I tend to eat a standard meal for breakfast during the work week, but I like to branch out and try new things on the weekend. Since I had this Saturday to myself (a rare occurrence!), I decided to give another “cooking for one” recipe a shot – Egg-White Omelet with Spinach and Cottage Cheese from the January/February issue of Everyday Food. It’s quick (10 – 15 minutes), tasty, and the spinach and cottage cheese pack a great nutritional punch.
This one isn’t listed online, so here are the ingredients:
3 large egg whites
Coarse salt and ground pepper
1 teaspoon olive oil
1 cup packed baby spinach
1/4 cup low-fat (1%) cottage cheese
2 tablespoons grated Parmesan
In a medium bowl, I whisked together the egg whites and 1 tablespoon of water. I seasoned with salt and pepper and set the whites aside.

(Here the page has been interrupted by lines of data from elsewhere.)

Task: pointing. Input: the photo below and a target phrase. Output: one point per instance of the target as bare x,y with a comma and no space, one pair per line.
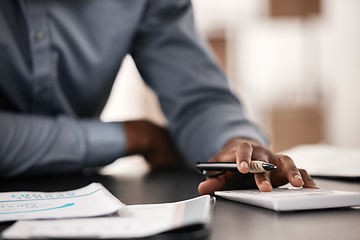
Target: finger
308,181
211,185
243,157
288,166
263,182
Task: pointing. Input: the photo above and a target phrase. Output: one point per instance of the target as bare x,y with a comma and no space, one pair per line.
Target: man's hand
152,142
242,151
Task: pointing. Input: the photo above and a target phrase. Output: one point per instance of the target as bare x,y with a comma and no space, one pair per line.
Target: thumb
211,185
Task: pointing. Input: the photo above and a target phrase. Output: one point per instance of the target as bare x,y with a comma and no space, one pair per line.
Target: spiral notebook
293,199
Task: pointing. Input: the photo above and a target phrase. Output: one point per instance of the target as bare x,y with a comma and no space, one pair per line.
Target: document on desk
293,199
327,160
142,221
92,200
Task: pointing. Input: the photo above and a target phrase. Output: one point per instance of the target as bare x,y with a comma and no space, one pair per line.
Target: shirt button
39,35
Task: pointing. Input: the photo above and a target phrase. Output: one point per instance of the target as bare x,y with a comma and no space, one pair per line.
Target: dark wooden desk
231,220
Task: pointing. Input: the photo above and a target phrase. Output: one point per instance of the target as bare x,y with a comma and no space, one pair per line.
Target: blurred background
294,63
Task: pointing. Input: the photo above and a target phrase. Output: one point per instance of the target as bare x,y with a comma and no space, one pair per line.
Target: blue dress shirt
58,62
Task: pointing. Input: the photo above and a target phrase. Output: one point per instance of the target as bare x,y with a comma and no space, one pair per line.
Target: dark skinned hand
242,151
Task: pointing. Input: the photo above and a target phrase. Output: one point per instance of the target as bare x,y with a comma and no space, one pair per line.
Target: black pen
255,166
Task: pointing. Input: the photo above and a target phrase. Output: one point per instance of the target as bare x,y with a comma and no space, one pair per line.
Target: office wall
280,67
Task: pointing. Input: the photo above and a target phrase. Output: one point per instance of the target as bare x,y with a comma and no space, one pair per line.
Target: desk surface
231,220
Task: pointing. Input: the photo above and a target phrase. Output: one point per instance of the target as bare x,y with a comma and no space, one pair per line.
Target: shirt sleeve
43,145
194,94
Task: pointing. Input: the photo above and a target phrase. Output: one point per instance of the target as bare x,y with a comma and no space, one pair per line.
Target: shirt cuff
106,142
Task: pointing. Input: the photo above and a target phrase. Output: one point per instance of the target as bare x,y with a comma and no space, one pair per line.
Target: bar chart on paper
47,205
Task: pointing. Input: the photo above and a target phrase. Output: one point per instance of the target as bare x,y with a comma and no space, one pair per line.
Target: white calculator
292,199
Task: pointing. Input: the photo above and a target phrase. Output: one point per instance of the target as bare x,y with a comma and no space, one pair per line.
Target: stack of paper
134,221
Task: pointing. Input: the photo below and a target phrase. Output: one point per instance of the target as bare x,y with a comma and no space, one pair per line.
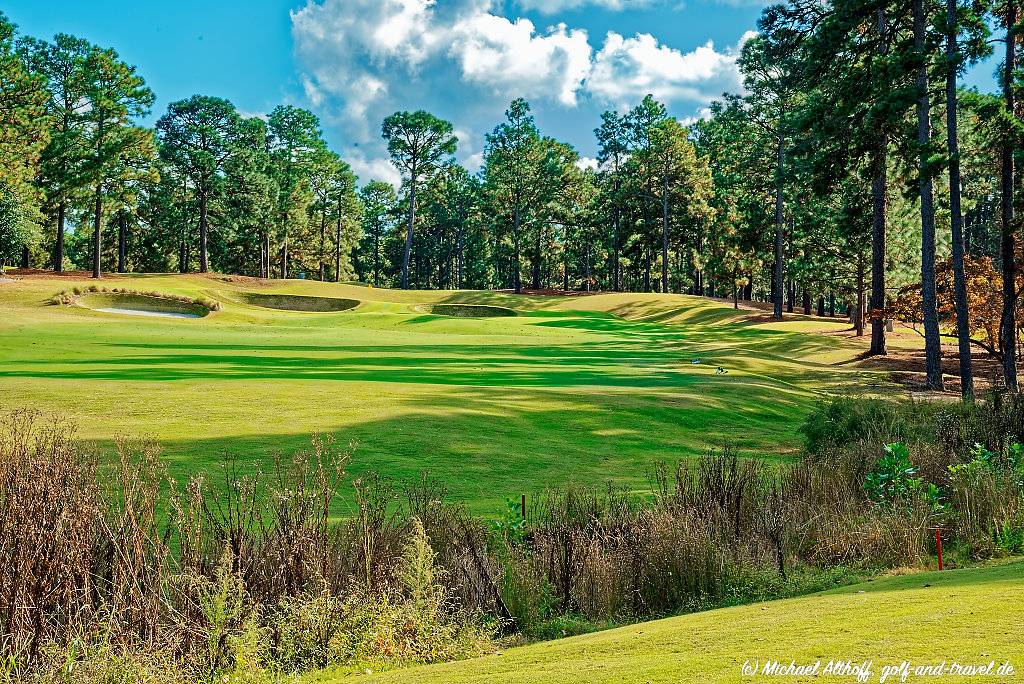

Next, I heated the olive oil over medium-high heat in a nonstick omelet pan (8″ skillet). I added the spinach, seasoned with salt and pepper, and cooked it until it was wilted and tender (1 minute). I added the egg whites and cooked until they were nearly set, using a flexible heatproof spatula to lift the edges of the omelet to let the uncooked whites run underneath.
Once the eggs were cooked (about 2 minutes), I dolloped the cottage cheese on top of the omelet, sprinkled it with the Parmesan, and seasoned again with salt and pepper. I slid it gently onto a serving plate, folding it over itself by tipping the skillet.
I didn’t do such a great job of evenly distributing my cooked spinach in the skillet, so there’s lots of green on top. Pretty or not, this was really delicious. The cottage cheese tasted almost cream cheese-y… Mmmm. With this much flavor, I didn’t even miss the egg yolks.
TIPS: You have to move pretty quickly when making this omelet, so be sure to have all of your ingredients portioned out, ready, and waiting from the very beginning. Also, this is another one that calls for seasoning with salt and pepper 3 separate times, so season carefully.